Yangon: Myanmar democracy leader Aung San Suu Kyi`s party said on Tuesday that more than 100 senior members would gather in Yangon next week to decide whether to rejoin the official political arena.
The National League for Democracy (NLD), delisted last year for boycotting a rare election, will consider re-registering as a political party on November 18, after Myanmar`s president last week approved changes to related laws. "More than 100 members of the central committee from around the country will attend," NLD spokesman Han Thar Myint said after a meeting of the highest level members at Suu Kyi`s house in Yangon. "We will ask them for their opinion on whether to register and then decide."

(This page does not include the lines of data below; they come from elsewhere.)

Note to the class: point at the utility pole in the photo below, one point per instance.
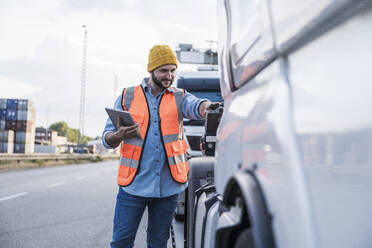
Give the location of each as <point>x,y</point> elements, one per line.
<point>83,81</point>
<point>115,86</point>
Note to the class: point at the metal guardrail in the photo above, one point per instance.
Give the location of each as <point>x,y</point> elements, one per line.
<point>55,157</point>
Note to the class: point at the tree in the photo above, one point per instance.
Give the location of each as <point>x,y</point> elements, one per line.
<point>61,127</point>
<point>72,134</point>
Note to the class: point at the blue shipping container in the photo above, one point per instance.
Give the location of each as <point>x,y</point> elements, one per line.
<point>11,115</point>
<point>12,104</point>
<point>3,103</point>
<point>2,114</point>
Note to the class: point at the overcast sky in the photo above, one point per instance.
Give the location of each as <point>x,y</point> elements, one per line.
<point>41,44</point>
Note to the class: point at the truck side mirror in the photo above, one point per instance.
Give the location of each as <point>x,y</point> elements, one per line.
<point>208,140</point>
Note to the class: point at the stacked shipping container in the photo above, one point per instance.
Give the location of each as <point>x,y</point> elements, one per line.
<point>17,122</point>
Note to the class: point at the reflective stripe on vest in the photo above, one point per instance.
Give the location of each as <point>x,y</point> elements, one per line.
<point>171,127</point>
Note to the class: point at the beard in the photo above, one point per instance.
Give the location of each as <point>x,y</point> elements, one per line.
<point>158,82</point>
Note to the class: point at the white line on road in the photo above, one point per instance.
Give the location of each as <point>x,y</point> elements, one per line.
<point>13,196</point>
<point>56,184</point>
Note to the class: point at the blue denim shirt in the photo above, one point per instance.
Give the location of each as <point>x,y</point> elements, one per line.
<point>153,178</point>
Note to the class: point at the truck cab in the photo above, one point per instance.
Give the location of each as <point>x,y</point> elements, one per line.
<point>293,162</point>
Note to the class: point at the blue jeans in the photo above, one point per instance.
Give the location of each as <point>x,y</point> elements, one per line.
<point>128,213</point>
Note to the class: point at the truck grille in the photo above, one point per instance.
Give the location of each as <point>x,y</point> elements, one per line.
<point>194,142</point>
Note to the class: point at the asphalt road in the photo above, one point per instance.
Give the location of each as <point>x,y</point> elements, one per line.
<point>66,206</point>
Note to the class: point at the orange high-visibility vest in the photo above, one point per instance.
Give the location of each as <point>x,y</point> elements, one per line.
<point>171,127</point>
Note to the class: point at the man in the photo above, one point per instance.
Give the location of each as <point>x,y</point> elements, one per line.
<point>153,168</point>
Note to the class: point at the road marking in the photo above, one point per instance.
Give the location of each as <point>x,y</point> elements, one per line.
<point>13,196</point>
<point>56,184</point>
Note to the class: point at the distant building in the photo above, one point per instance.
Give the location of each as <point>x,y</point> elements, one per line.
<point>49,137</point>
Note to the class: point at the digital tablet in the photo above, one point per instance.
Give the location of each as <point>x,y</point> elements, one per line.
<point>125,117</point>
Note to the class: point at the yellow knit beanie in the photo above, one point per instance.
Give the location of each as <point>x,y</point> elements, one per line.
<point>160,55</point>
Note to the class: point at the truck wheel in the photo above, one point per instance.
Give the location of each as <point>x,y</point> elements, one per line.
<point>245,239</point>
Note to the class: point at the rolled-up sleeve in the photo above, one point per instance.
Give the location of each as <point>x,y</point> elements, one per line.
<point>191,105</point>
<point>109,125</point>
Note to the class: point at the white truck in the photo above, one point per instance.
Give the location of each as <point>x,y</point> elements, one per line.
<point>293,164</point>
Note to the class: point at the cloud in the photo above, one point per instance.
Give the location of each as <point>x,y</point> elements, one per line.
<point>23,89</point>
<point>84,5</point>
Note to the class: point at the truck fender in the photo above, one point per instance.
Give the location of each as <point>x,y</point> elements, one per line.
<point>251,213</point>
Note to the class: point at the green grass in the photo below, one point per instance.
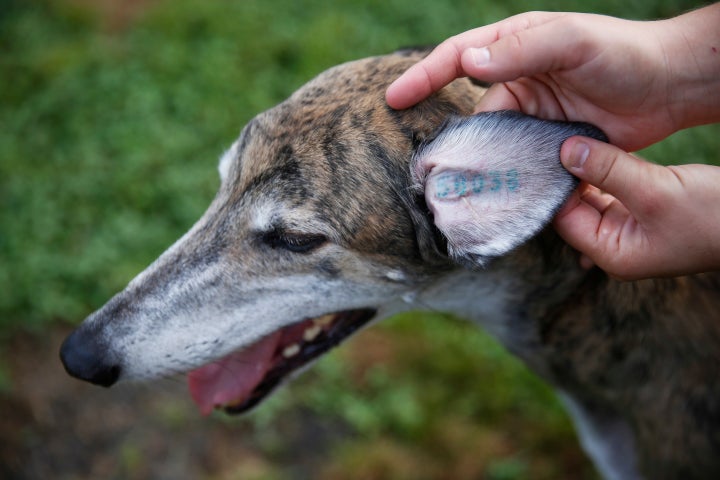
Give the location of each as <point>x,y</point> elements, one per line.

The NLD won a 1990 election but was never allowed to take office. It shunned last year`s vote largely because of rules that would have forced it to expel imprisoned members. Suu Kyi was under house arrest at the time.
She was released a few days after last November`s poll, which was widely condemned as a farce by the West and marred by claims of cheating. While Myanmar is now ruled by a nominally civilian government, its ranks are filled with former generals.
The new military-backed administration has surprised critics with a series of reformist moves, such as defying ally China by freezing work on an unpopular mega-dam in the north, and holding direct talks with Suu Kyi.
An amendment to a law on political parties, endorsed by President Thein Sein on Friday, also removed the condition that all parties must agree to "preserve" the country`s 2008 constitution, according to state media.
Suu Kyi -- who strongly criticised the constitution, part of what the regime called its "road map to democracy" -- is expected to hold a press conference on Monday to mark the first anniversary of her release.